The procedure mentioned earlier for generating a Gaussian-windowed oscillation consists of convolving three or more rectangular-windowed oscillations. But another possibility is to add scaled rectangular-windowed oscillations; for example, 64 oscillations scaled by 1/64, 32 oscillations scaled by 1/64, 16 oscillations scaled by 1/32, 8 oscillations scaled by 1/16, 4 oscillations scaled by 1/8, 2 oscillations scaled by 1/4, and one oscillation scaled by 1/2. This gives you a sort of stepped-pyramid approximation of the sinc shape, which you can then perhaps smooth a bit by convolving it with one or more windowed oscillations at the same frequency.
This stepped pyramid requires a single oscillator (one subtraction), seven subtractions to get the steps, then six additions (with binary scale factors) to get each side of the sinc from them, for a total of 20 operations per sample. Several more operations might be needed to add the central lobe and smooth the steps.
(Maybe triangular-windowed oscillations would be a better basis function, at least for the final tail; or you could tag on an exponential decay.)
Any departure from the perfect sinc shape in the resulting filter's impulse response represents some kind of departure in the frequency response from the desired boxcar --- either in passband flatness or in some nonzero response in the stopband. But some kinds of departure are less harmful than others; for example, the comb filters we're using here have not one passband but an infinite number, spaced at odd harmonics of the normal passband. In some sense this is an extreme departure from ideal behavior, but it's not a particularly bad one; unless the desired passband is very wide, the extra passbands are located far enough away that it's easy to filter them out adequately with fairly simple low-pass filtering.
By contrast, if you want a filter that passes 140 Hz to 150 Hz, and you instead get a filter that passes 140 Hz to 151 Hz, that extra hertz will be an extremely difficult error to remove.

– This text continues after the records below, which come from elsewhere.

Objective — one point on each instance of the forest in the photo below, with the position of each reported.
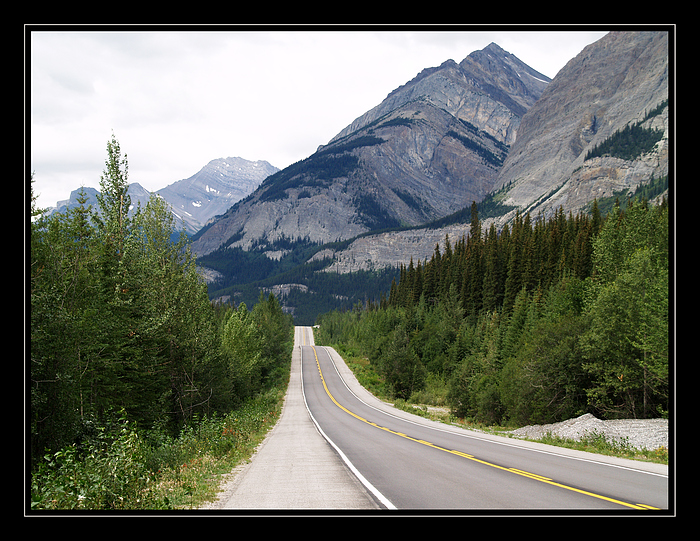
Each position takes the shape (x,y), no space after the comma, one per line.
(126,352)
(540,322)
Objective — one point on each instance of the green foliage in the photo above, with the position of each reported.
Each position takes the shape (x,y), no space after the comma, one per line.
(120,320)
(629,143)
(538,323)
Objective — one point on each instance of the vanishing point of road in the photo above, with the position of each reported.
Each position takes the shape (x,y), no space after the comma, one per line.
(336,446)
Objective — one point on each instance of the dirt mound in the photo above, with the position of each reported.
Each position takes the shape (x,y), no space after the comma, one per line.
(638,433)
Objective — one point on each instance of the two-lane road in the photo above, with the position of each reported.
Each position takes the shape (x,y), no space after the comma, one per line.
(408,463)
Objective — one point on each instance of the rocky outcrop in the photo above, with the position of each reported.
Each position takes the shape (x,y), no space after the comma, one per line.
(612,83)
(214,189)
(430,148)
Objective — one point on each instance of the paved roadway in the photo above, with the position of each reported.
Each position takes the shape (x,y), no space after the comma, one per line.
(372,455)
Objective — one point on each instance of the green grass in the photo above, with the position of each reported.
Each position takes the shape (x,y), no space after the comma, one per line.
(431,403)
(127,469)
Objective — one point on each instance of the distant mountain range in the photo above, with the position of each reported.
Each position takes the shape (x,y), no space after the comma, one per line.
(201,197)
(430,148)
(403,175)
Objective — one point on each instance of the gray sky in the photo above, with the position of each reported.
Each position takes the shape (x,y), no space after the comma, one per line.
(176,100)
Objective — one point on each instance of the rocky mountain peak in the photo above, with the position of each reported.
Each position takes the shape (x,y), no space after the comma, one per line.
(612,84)
(214,189)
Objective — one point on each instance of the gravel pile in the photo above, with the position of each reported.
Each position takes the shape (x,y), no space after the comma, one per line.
(647,434)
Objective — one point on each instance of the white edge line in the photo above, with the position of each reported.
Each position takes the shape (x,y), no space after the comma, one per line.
(369,486)
(507,444)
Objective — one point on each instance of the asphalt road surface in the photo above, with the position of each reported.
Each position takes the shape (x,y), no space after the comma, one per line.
(413,464)
(336,446)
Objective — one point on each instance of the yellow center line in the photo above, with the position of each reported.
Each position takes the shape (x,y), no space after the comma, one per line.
(516,471)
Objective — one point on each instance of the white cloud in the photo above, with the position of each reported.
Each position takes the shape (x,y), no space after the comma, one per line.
(176,100)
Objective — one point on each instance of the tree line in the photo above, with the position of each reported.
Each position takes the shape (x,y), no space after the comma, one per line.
(540,322)
(120,324)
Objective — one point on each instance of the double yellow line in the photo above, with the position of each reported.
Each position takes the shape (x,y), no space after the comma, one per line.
(515,471)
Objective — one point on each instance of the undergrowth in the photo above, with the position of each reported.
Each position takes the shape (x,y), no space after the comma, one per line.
(123,468)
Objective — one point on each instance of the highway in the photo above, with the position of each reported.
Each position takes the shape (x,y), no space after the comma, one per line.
(408,463)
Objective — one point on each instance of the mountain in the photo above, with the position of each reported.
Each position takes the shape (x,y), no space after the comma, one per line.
(137,193)
(199,198)
(430,148)
(569,147)
(618,84)
(214,189)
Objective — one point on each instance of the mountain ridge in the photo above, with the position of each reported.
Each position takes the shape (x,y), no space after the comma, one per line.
(430,148)
(199,198)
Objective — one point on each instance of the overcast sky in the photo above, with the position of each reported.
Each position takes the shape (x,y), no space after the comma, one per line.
(176,100)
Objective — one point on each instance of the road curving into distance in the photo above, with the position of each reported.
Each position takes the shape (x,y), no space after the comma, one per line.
(409,463)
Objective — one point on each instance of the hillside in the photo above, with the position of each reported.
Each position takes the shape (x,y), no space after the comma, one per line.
(430,148)
(563,157)
(613,94)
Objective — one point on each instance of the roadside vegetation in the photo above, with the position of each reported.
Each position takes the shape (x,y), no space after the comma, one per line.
(140,390)
(541,322)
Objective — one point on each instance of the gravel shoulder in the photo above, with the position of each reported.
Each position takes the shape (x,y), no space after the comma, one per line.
(647,434)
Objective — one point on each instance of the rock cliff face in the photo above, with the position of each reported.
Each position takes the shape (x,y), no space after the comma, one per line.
(430,148)
(612,83)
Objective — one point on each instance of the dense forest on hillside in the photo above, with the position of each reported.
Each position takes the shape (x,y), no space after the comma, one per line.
(121,330)
(538,323)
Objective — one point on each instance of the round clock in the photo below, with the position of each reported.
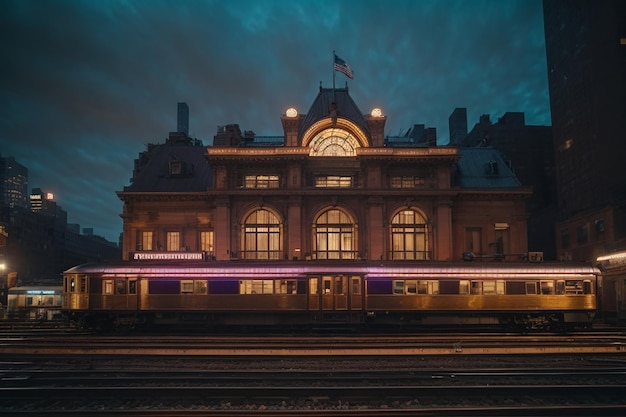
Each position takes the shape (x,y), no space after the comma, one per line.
(334,142)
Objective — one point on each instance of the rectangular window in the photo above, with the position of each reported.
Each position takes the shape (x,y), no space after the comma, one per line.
(473,239)
(186,286)
(107,287)
(582,234)
(398,287)
(573,287)
(256,286)
(132,286)
(547,287)
(409,181)
(173,241)
(531,288)
(333,181)
(261,181)
(206,242)
(477,287)
(144,241)
(565,240)
(286,286)
(200,286)
(120,286)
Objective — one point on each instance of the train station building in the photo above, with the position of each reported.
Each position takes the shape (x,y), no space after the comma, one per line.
(331,186)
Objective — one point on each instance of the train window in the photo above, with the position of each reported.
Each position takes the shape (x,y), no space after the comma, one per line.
(489,287)
(326,285)
(286,286)
(186,286)
(132,286)
(120,286)
(573,287)
(531,288)
(256,286)
(493,287)
(429,287)
(200,286)
(107,287)
(547,287)
(356,285)
(339,285)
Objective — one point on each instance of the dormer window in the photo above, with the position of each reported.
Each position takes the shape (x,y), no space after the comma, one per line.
(261,181)
(333,181)
(177,168)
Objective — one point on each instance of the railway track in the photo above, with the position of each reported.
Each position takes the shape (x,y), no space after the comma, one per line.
(302,392)
(91,375)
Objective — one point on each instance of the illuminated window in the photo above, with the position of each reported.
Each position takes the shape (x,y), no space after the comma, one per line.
(409,237)
(262,232)
(286,286)
(200,286)
(333,181)
(107,287)
(416,287)
(473,239)
(186,286)
(334,235)
(173,241)
(191,286)
(144,241)
(261,181)
(206,242)
(493,287)
(409,181)
(256,286)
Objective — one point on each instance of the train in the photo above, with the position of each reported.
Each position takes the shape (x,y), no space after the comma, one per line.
(305,294)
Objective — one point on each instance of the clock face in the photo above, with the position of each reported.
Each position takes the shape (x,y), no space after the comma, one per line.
(334,142)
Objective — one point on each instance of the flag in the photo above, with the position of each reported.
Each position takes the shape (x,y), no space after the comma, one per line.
(342,66)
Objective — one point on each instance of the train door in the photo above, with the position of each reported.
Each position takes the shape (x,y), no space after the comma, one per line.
(331,294)
(126,292)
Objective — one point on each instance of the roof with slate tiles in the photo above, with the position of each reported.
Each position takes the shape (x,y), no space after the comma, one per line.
(484,168)
(323,103)
(172,167)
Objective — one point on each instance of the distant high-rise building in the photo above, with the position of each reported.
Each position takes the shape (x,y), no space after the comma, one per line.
(14,183)
(42,202)
(586,57)
(457,122)
(183,118)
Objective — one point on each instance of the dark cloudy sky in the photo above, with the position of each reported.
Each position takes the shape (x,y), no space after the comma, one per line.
(85,85)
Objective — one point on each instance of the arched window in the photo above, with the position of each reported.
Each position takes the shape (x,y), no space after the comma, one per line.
(334,235)
(262,238)
(409,236)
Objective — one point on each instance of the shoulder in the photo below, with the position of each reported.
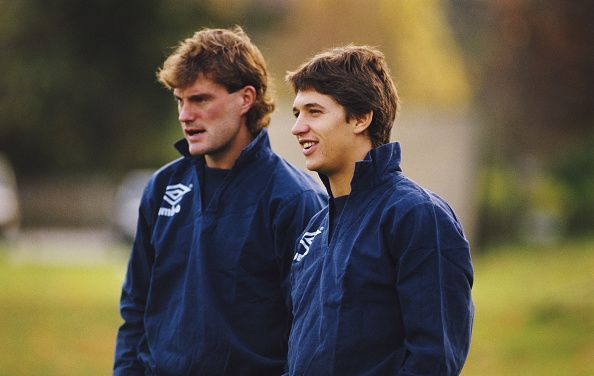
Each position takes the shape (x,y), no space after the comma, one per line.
(405,196)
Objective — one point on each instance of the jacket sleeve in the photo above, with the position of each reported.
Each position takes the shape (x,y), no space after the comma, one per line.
(133,302)
(434,284)
(292,218)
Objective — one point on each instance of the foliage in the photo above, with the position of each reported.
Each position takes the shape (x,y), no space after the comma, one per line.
(575,170)
(78,90)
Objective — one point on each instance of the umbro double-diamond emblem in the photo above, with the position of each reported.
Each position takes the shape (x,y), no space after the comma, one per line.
(173,195)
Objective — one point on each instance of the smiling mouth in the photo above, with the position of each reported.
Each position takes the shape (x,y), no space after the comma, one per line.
(192,132)
(307,145)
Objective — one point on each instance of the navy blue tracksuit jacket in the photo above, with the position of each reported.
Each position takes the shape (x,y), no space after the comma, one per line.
(390,293)
(206,287)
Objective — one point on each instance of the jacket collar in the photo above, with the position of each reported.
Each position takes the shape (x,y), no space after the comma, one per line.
(377,164)
(259,146)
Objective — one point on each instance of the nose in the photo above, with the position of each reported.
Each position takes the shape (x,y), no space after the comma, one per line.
(185,113)
(299,127)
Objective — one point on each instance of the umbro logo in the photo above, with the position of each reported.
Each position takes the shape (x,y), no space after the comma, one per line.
(173,195)
(305,243)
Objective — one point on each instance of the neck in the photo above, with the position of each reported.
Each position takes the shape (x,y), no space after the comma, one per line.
(340,181)
(225,157)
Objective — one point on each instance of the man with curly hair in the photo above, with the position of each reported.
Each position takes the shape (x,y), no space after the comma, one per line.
(205,291)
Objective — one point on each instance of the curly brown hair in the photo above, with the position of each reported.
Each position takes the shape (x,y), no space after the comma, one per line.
(229,58)
(358,78)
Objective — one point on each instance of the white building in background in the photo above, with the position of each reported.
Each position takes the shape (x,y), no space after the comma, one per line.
(439,151)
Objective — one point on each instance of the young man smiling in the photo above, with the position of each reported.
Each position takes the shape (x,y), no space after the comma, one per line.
(206,288)
(381,280)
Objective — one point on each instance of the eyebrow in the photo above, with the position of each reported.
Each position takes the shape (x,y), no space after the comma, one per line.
(309,105)
(195,97)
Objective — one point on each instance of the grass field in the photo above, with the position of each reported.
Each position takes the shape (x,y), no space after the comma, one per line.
(534,314)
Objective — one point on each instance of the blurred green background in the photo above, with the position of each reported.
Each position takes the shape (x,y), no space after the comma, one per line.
(497,116)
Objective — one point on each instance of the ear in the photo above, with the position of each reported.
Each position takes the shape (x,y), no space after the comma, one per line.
(248,97)
(362,122)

These sparse filters might actually be able to do a better job at this than conventional FIR and IIR filters, because they can afford to use much wider support, which means they can get much sharper frequency cutoffs.
Because comb filtering passes (either all or odd) harmonics just as strongly as the fundamental, you can compose combs at different frequencies to get a filter that passes the common multiples of those frequencies; for example, one third, one fifth, and one seventh of the desired frequency (35/105, 21/105, and 15/105), maybe with a feedforward comb to notch out any unwanted frequencies. This is useful when the frequency you want is not close to a factor of your Nyquist frequency (or half the Nyquist frequency, in the negative-feedback case).
(An alternative in such cases is often to use spectral inversion.)